Scénario catastrophe
Mais le ticket d’entrée n’est pas le seul sujet d’inquiétude… En effet,les engagements pris par Air France pour maintenir l’activité du hub clermontois arriveront à échéance en 2008. Or, la société, désormais privatisée, n’a pas montré durant ces dernières années un intérêt débordant pour la plate-forme auvergnate, qui devait initialement jouer un rôle stratégique dans sa politique commerciale.
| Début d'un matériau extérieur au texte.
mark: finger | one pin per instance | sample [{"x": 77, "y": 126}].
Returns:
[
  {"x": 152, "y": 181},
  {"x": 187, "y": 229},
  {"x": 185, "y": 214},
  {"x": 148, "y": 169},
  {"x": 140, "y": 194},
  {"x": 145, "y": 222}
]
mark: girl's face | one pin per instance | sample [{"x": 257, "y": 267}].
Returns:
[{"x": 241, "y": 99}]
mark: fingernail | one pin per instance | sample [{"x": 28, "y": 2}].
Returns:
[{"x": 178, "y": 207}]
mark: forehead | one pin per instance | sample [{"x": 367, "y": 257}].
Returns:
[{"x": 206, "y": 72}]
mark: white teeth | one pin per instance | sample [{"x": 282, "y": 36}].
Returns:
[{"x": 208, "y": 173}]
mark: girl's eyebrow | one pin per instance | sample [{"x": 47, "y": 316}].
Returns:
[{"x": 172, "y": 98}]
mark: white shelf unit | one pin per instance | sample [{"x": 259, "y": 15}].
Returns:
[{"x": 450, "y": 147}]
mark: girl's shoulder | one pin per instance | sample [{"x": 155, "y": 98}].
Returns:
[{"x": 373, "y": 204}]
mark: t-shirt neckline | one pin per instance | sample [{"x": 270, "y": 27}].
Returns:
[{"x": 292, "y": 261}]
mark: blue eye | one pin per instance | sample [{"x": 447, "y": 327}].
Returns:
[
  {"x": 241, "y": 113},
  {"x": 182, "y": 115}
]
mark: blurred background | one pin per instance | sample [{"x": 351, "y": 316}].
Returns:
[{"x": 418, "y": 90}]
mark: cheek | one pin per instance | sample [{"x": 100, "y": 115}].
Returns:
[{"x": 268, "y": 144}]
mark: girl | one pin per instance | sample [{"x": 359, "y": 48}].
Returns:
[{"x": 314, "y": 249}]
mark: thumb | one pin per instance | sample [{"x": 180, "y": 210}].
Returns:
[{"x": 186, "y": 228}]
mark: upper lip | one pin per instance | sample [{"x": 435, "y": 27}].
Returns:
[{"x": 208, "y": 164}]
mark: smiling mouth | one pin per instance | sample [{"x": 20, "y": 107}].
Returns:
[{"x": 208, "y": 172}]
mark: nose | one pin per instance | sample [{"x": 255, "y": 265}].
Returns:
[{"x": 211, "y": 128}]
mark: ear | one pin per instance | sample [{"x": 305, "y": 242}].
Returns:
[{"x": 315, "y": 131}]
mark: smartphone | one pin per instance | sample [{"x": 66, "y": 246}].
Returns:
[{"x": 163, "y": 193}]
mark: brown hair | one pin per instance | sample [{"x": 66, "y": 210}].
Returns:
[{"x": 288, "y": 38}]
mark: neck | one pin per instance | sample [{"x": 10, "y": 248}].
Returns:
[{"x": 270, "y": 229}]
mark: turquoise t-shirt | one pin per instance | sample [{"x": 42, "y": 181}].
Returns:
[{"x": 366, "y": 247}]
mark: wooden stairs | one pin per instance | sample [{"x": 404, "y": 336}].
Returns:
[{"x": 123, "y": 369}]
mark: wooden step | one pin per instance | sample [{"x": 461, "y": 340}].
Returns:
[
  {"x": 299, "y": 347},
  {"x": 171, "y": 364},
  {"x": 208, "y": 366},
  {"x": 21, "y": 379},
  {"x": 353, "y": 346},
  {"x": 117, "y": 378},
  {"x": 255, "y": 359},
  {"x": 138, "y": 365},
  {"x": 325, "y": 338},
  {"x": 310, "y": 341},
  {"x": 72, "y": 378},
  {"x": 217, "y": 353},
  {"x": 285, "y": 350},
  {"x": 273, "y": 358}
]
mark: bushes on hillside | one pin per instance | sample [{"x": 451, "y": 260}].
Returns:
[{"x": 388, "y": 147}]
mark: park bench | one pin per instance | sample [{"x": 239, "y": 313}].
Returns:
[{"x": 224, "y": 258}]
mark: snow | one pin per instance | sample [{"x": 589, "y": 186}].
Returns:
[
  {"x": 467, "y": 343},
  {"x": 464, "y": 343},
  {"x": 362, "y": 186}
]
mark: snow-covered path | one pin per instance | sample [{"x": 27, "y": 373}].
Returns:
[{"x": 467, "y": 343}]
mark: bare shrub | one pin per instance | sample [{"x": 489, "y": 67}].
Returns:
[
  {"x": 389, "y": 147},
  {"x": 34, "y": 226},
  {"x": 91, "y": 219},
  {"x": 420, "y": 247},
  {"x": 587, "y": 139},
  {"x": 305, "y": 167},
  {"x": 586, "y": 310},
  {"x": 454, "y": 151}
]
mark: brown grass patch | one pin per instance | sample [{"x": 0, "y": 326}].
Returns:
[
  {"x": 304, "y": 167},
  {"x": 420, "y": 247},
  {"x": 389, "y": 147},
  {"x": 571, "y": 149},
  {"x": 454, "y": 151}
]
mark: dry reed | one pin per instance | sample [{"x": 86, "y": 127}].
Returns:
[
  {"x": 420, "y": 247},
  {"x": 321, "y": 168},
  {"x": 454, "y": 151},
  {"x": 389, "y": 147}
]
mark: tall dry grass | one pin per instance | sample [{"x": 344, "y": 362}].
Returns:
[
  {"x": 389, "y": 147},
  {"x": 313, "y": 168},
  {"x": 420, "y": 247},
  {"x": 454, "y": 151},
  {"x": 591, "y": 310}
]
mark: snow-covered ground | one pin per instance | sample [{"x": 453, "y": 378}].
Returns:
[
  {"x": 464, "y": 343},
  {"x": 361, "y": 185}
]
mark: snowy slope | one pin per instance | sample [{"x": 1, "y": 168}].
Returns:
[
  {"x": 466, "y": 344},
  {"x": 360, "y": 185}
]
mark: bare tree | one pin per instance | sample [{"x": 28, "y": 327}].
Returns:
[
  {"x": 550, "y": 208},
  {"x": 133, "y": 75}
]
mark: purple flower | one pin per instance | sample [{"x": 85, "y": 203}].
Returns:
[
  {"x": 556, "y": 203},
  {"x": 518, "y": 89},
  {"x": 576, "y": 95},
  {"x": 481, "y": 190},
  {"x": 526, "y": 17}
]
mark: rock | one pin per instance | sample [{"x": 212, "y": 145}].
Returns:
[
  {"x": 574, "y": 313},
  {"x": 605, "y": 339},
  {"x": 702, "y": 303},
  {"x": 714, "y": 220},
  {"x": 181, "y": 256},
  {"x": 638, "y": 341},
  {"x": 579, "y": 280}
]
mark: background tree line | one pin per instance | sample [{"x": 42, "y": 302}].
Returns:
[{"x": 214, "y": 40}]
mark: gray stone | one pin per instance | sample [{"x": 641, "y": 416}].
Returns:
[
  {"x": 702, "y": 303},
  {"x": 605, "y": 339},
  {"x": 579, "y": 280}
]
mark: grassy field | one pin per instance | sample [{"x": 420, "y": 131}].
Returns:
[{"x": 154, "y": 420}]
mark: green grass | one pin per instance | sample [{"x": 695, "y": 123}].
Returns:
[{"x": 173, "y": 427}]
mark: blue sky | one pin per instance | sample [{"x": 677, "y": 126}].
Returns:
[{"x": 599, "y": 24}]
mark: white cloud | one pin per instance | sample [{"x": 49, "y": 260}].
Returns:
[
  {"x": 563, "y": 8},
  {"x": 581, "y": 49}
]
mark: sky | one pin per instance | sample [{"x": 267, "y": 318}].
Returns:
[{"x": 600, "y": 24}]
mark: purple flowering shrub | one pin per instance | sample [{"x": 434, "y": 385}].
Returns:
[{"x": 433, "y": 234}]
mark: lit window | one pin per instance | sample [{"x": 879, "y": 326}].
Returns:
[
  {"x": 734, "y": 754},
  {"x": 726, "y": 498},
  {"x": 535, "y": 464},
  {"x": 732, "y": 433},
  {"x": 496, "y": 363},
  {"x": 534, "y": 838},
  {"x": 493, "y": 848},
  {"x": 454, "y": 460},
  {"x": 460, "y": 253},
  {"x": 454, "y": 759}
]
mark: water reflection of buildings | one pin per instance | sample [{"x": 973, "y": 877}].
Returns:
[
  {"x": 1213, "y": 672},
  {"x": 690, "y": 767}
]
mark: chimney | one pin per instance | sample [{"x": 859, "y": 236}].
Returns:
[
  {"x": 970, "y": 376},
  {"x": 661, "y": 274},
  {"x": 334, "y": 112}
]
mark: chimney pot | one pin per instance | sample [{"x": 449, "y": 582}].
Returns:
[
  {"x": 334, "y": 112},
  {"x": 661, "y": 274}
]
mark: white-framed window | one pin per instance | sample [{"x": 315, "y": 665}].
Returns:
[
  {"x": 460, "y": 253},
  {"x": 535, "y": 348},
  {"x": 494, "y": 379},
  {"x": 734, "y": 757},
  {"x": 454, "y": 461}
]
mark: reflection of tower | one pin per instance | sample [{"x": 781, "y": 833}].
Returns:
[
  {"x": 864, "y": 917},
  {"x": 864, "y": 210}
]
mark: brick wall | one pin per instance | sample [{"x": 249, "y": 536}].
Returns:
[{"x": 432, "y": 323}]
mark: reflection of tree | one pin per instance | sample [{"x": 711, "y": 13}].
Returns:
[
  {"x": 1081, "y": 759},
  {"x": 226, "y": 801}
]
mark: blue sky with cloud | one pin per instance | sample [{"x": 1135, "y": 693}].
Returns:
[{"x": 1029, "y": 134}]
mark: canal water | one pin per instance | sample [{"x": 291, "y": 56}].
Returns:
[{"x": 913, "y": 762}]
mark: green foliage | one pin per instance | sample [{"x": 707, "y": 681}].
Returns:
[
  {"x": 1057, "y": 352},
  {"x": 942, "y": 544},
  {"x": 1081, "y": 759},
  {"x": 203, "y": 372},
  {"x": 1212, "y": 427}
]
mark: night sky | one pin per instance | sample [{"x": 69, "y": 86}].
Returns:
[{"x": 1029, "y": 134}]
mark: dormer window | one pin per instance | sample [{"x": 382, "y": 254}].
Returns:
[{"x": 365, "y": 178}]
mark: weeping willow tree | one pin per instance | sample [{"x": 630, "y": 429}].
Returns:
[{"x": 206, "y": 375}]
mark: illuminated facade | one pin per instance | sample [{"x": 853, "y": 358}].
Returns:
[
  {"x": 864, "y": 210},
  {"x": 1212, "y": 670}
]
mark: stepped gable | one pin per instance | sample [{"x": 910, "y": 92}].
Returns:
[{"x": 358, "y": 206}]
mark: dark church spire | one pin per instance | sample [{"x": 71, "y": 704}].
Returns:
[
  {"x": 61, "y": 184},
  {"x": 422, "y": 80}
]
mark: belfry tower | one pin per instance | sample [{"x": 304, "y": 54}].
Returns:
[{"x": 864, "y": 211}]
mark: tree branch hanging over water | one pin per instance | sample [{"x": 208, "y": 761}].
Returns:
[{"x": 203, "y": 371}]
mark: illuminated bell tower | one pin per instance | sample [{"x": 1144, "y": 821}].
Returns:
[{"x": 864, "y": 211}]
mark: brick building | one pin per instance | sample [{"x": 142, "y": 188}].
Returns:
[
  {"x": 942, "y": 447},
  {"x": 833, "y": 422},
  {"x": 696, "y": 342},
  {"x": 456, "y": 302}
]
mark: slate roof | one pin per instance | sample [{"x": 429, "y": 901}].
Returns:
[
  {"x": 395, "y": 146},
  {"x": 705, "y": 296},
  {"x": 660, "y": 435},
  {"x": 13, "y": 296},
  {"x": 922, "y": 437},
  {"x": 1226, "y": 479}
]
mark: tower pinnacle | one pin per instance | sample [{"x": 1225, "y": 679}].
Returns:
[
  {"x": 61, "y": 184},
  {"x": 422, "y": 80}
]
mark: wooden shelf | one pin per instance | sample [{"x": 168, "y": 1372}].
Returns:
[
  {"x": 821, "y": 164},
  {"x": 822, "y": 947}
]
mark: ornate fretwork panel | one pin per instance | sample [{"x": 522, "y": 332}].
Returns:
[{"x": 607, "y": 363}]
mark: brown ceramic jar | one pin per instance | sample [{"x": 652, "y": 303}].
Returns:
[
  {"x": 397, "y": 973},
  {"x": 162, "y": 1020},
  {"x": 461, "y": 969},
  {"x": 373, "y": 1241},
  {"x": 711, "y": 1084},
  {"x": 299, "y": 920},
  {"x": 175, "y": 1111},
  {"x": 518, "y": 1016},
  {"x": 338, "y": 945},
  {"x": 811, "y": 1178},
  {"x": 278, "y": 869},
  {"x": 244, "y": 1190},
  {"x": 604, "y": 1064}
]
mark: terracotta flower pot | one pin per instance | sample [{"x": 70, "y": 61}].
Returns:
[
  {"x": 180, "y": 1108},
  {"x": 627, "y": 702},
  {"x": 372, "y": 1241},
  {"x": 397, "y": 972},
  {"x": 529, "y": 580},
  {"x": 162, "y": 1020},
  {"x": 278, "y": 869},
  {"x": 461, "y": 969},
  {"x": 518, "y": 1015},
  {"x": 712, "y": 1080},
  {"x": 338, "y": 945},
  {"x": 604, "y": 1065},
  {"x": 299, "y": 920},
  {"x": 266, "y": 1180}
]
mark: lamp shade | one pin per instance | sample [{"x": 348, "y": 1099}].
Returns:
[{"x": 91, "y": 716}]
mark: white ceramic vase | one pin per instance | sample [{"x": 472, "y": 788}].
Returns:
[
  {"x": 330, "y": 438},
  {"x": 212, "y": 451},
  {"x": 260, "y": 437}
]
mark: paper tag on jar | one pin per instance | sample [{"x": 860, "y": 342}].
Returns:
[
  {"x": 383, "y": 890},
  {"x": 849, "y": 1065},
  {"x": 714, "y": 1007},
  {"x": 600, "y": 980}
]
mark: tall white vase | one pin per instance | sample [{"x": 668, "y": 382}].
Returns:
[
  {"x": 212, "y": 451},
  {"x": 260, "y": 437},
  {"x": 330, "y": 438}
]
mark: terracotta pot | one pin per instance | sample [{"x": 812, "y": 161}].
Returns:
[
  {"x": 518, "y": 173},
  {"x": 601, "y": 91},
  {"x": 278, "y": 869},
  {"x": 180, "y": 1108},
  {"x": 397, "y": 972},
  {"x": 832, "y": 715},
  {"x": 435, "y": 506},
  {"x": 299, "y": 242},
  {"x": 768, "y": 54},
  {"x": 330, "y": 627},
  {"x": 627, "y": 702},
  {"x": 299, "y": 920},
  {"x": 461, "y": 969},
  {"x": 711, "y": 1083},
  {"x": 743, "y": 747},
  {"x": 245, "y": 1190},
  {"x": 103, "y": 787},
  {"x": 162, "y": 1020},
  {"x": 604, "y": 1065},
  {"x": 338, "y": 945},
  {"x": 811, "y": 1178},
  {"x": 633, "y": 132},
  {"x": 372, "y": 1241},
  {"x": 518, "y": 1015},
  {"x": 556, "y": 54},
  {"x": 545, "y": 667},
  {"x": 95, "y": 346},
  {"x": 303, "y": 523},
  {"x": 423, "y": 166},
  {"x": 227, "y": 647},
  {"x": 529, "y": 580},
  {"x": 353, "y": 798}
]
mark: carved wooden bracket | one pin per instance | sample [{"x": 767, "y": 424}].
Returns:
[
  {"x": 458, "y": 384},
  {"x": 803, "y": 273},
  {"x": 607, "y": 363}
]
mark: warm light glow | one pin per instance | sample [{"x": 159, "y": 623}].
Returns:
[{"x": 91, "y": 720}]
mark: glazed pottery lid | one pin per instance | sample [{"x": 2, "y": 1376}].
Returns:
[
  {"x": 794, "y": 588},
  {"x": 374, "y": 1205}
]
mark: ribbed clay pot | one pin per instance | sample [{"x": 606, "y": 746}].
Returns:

Subrepticement, elle a fermé dès que l’occasion se présentait des lignes déficitaires. Le résultat ne s’est pas fait attendre, avec une érosion du nombre des passagers transitant par le hub: sur les cinq premiers mois de l’année 2005, les lignes transversales accusent une baisse de 25% du nombre de passagers! Quelles seront donc les intentions de la direction d’Air France pour les années qui viennent ? « La compagnie joue le jeu, nuance le directeur de la CCI, Éric Duez. Certes, elle a redimensionné le hub, mais elle met en œuvre les moyens pour garantir une desserte de qualité avec des horaires adaptés pour la clientèle auvergnate. » Il n’empêche, le scénario catastrophe est dans tous les esprits. Car en assumant le rôle de chef d’escadrille, les collectivités locales pourraient in fine se retrouver avec une plate-forme moribonde et un gouffre financier abyssal.
Un cas unique
En France, la quasi-totalité des exploitants d’aéroport sont liés à l’État par des concessions “à risques et périls”. En clair, ils encaissent les bénéfices… et épongent les dettes. Mais l’aéroport de Clermont-Ferrand fait figure d’exception :l a Chambre de commerce et d’industrie (CCI) bénéficie d’une concession “à garantie de ressources”. Autrement dit, elle équilibre les comptes de l’aéroport, en cas de déficit par des avances remboursables que doit prendre en charge le propriétaire – en l’occurrence l’État –à l’issue du contrat. Ce régime de faveur a été imaginé en 1971, pour une durée… de soixante ans! Et à ce jour, le montant des avances remboursables flirte avec les 8,5 millions d’euros. Les possibilités de se dégager de ce cadre exceptionnel ne sont pas simples. Si le propriétaire dénonce la concession, il lui faut régler la facture. On voit mal l’État prendre une telle initiative …Quant à la CCI, elle peut reconsidérer la concession, mais uniquement tous les cinq ans,avec un préavis d’une année.Hasard de calendrier ? Elle pourrait annoncer cette décision en 2005, avec application fin 2006.Qui devrait alors remettre les compteurs à zéro ? L’État, encore propriétaire, ou les collectivités locales qui hériteront de l’aéroport « au plus tard au 1er janvier 2007 »?
14, 2005
Régime de faveur pour l'aéroport.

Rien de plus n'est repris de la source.